Similarly, Chikaodi et al studied bullying and the contribution of physical and dentofacial characteristics among Nigerian adolescents and found that there was more intimidation in public schools than in private schools. 6 Similarly, Bazán-Serrano et al reported that bullying due to the features of teeth was more frequent in a public educational institution (22.22%) than in a private one (10.77%). 10
Unlike Mello et al 11 who reported that children who attend private schools were more likely to suffer all types of violence compared to those in public schools, the current study indicated that public school students were subjected to more physical violence like kicking and pushing because of their teeth. Hence, it is no wonder that public school students avoided smiling, laughing and talking in front of others more because of their teeth, but this result was non significant. When compared with private school students, more public school students had talked to the dentists in order to get their teeth straightened but because of their socio- economic status, they were deprived of the treatment. Also, Serrano MB 12 reported higher frequency of bullying in the public school because of malocclusion and indicated that the socioeconomic educational context might influence the presence of bullying.

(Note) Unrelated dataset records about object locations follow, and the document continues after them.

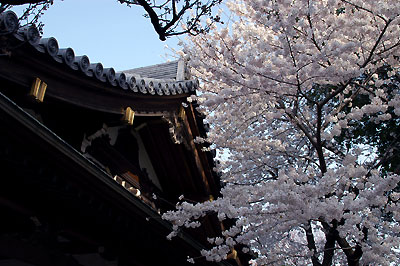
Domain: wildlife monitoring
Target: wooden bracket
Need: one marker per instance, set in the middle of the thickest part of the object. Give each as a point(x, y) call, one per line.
point(38, 89)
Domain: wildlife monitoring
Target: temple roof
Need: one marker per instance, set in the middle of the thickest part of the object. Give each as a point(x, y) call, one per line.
point(172, 71)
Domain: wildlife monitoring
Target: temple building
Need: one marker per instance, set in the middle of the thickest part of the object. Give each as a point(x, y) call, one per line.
point(90, 157)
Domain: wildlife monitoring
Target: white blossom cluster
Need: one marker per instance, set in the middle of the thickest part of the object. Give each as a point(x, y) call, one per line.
point(278, 86)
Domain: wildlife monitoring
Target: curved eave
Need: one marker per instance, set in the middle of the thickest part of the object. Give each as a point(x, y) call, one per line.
point(75, 80)
point(25, 64)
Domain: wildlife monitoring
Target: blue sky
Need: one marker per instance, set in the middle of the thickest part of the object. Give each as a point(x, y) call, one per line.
point(107, 32)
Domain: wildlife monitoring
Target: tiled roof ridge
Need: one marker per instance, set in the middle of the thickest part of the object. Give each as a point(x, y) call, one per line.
point(128, 81)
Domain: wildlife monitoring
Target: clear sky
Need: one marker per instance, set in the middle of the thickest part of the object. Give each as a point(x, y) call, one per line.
point(107, 32)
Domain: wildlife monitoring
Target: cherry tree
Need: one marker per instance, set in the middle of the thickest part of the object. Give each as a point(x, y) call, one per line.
point(279, 83)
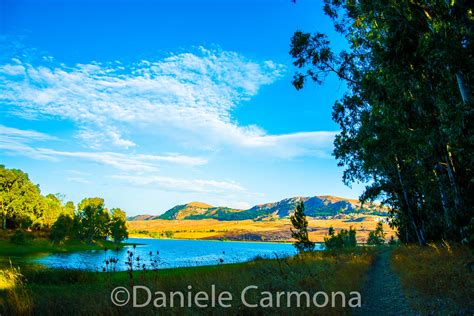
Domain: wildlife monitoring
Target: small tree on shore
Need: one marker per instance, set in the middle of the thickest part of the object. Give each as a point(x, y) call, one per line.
point(377, 237)
point(300, 233)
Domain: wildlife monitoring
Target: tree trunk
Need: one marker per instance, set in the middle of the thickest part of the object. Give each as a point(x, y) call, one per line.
point(452, 180)
point(463, 89)
point(419, 232)
point(444, 203)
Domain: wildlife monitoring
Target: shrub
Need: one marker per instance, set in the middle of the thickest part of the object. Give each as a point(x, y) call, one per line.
point(20, 237)
point(345, 239)
point(377, 237)
point(61, 229)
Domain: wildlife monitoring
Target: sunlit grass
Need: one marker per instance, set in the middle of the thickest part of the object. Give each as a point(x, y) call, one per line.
point(436, 277)
point(56, 291)
point(15, 297)
point(277, 230)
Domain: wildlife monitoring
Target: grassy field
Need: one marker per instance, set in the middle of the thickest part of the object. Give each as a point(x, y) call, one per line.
point(72, 292)
point(278, 230)
point(438, 279)
point(39, 243)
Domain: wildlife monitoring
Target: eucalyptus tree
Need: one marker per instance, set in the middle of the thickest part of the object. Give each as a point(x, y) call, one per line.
point(406, 118)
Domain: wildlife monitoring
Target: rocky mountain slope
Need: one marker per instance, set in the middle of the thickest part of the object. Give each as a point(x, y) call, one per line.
point(316, 206)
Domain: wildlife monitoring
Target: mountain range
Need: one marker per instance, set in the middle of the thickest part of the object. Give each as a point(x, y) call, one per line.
point(316, 206)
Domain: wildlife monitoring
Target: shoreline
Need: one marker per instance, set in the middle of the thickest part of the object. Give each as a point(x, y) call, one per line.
point(218, 240)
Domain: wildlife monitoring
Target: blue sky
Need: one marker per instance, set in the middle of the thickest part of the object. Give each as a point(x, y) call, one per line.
point(150, 104)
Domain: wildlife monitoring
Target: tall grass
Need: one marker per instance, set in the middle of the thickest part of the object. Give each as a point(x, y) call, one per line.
point(79, 292)
point(437, 278)
point(15, 297)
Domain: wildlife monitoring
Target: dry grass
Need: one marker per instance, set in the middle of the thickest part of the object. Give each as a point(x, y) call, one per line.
point(278, 230)
point(436, 277)
point(66, 292)
point(14, 296)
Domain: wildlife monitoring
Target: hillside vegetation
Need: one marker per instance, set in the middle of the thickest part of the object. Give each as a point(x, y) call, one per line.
point(316, 206)
point(277, 230)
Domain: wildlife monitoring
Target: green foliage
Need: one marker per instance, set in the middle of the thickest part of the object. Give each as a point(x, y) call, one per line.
point(20, 200)
point(377, 237)
point(118, 225)
point(62, 228)
point(392, 241)
point(93, 219)
point(20, 237)
point(300, 233)
point(406, 121)
point(345, 239)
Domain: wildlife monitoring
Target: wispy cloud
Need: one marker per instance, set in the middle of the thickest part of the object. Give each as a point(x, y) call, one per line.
point(182, 185)
point(19, 142)
point(188, 97)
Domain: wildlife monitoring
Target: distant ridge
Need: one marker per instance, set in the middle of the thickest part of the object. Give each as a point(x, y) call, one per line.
point(316, 206)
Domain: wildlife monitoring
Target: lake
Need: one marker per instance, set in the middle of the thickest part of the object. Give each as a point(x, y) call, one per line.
point(171, 254)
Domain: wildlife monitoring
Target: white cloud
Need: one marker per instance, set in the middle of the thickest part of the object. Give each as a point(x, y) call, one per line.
point(182, 185)
point(188, 97)
point(16, 141)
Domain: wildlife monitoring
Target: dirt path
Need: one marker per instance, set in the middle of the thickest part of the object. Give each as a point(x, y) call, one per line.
point(382, 293)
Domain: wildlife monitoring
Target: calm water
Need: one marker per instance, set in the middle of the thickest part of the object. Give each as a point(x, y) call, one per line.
point(172, 253)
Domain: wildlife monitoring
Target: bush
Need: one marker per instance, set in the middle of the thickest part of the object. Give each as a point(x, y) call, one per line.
point(377, 237)
point(61, 229)
point(20, 237)
point(345, 239)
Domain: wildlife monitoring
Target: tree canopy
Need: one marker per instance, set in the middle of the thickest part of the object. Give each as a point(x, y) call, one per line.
point(406, 118)
point(22, 206)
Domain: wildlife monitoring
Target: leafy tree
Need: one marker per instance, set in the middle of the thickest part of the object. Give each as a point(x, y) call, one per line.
point(51, 208)
point(118, 225)
point(69, 208)
point(406, 119)
point(20, 237)
point(62, 228)
point(19, 198)
point(300, 232)
point(377, 237)
point(93, 219)
point(345, 239)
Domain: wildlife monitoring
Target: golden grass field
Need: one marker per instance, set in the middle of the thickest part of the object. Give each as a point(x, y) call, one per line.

However, the study indicated that despite of the results, private school students also considered that their smile would enhance after an orthodontic treatment. Only one question from the survey that was denoted to the bullies indicated that public school students tend to bully more when compared with private school students because of malocclusion.
Adolescents is a period of transition from childhood to adulthood and plays a decisive role to form a social/antiosocial adult in future. Major disappointments and psychological trauma of an adolescent may impediment the long term personality of an individual. Talking about Indian teenagers, most of them have to deal with this transition all alone, because Indians don’t seem to acknowledge the need to value psychological trauma much. Hence, there is not a single article focusing on the interlink between malocclusion and bullying, and the psychosocial trauma caused due to it. The aim of orthodontic treatment has shifted from being purely physical to psychosocial focus and one major psychosocial affect is caused due to bullying
So, this study revealed that malocclusion highly affects psychological status of and individual and can play a major role in bullying in both private and public school students. An orthodontist may be the first health professional to come in access to the psychological status of the patient with/or without bullying because of malocclusion. Hence, it is an utmost necessity of an orthodontist to address the condition in the very first appointment itself because that would be helpful in the upcoming appointments to optimize treatment.